Потом, когда только что отошли от Москвы, еще до Тарутина, Беннигсен снова за битву. Мол, смотрите, какой он, Беннигсен, великий патриот – так и рвется в бой с неприятелем. А о том, удачно ли место для боя и пора ли его давать, генерал и не думает. Честно говоря, генералом он был просто неважным.
Тут Кутузов впервые по-настоящему разозлился.
– Ладно, – говорит, – принимайте командование. А я уйду в рядовые. Берите весь штаб, ступайте, ищите место для боя.
Обрадовался Беннигсен, собрал генералов, помчался высматривать место для битвы.
Выбрал одно.
– Нет, – говорят генералы, – место плохое.
Выбрал новое место.
– Нет, – говорят генералы, – место совсем непригодное.
Выбрал третье, и это не лучше.
Ездил, ездил Беннигсен по разным местам, замучил штабных генералов. Нет ничего подходящего.
Вернулся понурый назад.
– Ну как? – спрашивает Кутузов.
Разводят генералы руками. Стоит Беннигсен сконфужен.
– В таком случае, я снова главный, – сказал Кутузов. – Будьте добры, выполняйте мои приказы.
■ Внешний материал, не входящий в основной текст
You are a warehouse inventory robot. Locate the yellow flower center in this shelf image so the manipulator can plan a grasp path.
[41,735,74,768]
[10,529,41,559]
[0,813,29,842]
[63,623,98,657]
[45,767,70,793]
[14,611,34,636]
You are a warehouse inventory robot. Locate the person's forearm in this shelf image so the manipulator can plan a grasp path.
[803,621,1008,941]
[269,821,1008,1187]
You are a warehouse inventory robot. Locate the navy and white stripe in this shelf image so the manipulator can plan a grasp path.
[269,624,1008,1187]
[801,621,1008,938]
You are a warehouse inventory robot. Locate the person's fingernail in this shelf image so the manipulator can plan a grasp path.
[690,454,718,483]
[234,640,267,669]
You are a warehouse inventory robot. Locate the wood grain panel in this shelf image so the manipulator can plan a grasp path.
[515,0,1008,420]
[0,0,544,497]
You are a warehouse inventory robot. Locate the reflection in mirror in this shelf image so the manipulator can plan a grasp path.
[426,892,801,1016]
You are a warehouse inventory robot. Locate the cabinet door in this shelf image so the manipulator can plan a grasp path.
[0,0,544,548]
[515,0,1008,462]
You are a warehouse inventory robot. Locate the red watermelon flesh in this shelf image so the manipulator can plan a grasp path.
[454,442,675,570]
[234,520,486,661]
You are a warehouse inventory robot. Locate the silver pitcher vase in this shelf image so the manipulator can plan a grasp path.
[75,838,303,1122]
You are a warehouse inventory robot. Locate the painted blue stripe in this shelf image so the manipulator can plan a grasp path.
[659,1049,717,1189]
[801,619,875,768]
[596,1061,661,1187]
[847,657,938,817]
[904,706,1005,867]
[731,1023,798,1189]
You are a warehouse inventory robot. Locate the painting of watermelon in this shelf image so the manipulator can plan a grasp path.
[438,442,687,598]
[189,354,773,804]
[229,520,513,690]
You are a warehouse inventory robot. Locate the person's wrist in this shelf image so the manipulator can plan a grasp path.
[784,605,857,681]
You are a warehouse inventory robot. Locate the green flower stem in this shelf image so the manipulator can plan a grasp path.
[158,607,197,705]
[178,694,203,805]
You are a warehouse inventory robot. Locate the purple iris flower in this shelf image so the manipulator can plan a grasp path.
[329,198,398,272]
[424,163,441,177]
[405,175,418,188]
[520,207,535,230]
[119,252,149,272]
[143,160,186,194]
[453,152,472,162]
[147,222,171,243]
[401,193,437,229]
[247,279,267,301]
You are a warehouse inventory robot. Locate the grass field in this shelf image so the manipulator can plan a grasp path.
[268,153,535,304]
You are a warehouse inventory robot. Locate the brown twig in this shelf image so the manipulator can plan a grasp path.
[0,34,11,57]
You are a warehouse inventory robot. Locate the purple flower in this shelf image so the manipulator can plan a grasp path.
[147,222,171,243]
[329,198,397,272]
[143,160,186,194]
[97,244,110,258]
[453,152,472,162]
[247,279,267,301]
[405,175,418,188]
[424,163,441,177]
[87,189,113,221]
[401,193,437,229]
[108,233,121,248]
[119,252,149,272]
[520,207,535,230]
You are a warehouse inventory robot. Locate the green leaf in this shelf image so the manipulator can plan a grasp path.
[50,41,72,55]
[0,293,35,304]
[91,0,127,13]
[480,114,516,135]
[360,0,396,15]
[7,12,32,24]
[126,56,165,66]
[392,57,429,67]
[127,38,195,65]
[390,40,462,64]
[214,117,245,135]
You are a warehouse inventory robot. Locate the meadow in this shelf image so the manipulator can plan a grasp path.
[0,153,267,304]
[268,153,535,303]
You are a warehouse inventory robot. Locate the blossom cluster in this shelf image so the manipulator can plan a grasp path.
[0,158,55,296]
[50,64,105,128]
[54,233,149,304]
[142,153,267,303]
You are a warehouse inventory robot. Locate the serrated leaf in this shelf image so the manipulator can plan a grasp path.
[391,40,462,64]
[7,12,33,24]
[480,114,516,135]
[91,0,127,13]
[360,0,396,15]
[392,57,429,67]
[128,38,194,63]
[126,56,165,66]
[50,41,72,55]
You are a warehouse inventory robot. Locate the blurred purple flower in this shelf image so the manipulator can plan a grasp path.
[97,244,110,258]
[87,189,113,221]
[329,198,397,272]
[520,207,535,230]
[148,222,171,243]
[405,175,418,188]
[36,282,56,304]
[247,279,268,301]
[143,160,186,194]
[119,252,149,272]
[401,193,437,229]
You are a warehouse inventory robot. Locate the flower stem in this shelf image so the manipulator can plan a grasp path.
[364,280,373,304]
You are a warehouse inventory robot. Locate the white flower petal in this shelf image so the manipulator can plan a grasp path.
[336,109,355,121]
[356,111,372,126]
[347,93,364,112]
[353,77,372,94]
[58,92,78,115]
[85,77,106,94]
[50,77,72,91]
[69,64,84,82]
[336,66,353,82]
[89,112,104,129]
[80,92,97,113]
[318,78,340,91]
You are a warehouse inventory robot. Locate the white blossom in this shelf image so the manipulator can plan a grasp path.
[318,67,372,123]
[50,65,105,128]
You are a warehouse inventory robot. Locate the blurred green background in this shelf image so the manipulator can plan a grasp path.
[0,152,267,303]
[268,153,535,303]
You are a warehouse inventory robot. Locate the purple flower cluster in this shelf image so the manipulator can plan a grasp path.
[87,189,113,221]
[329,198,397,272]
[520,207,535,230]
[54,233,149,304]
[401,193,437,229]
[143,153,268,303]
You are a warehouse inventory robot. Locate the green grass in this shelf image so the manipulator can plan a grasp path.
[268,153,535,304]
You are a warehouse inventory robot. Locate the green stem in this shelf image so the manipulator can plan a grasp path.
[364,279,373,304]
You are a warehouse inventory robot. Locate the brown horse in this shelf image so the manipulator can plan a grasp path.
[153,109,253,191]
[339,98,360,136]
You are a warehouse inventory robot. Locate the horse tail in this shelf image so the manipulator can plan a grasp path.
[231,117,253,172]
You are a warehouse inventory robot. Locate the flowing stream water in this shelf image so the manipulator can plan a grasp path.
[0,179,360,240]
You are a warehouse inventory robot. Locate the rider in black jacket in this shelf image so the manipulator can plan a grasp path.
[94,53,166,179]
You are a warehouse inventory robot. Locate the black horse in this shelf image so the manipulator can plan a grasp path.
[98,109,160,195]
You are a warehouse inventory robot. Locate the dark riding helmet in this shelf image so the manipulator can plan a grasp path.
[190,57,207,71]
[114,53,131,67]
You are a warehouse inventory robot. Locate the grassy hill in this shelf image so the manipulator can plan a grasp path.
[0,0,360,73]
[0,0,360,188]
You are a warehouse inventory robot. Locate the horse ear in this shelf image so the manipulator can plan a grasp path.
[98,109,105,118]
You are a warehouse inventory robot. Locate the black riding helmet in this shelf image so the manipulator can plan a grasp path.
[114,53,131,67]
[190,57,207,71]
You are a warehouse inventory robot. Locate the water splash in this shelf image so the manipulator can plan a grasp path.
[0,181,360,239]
Все знали, что Беннигсен просто завидует главнокомандующему. Отсюда во всем упрямство. Не любили в армии генерала. Зато Беннигсен был любимцем царя. Царь же ненавидел Кутузова. Он и назначил-то Кутузова на пост главнокомандующего лишь потому, что другого выхода не было, не имелось в русской армии второго, равного Кутузову генерала. Весь народ тогда стал за Кутузова.
Зная отношение Александра к фельдмаршалу, Беннигсен писал царю на Кутузова разные недобрые письма – короче, шпионил и наговаривал.
Под Красным терпение Кутузова лопнуло.
Вызвал он Беннигсена:
– Генерал, у вас бледность я замечаю в лице. Вы болезнью какой-то страдаете.
«Какая бледность, какая болезнь?» – удивляется Беннигсен. Он и румян, и здоров, и аппетит у него хороший.
– Здоров я, ваша светлость.
– Нет, нет. Это вам кажется, – отвечает Кутузов. – Вам лечиться, батенька, надобно. Непременно лечиться. Немедля, прямо сейчас. Сию же минуту. Поезжайте-ка, друг мой, в Калугу. Там воздух для вас полезный.
И отправил его в Калугу. Тут же позвал адъютанта, потребовал лист бумаги и сел писать письмо государю.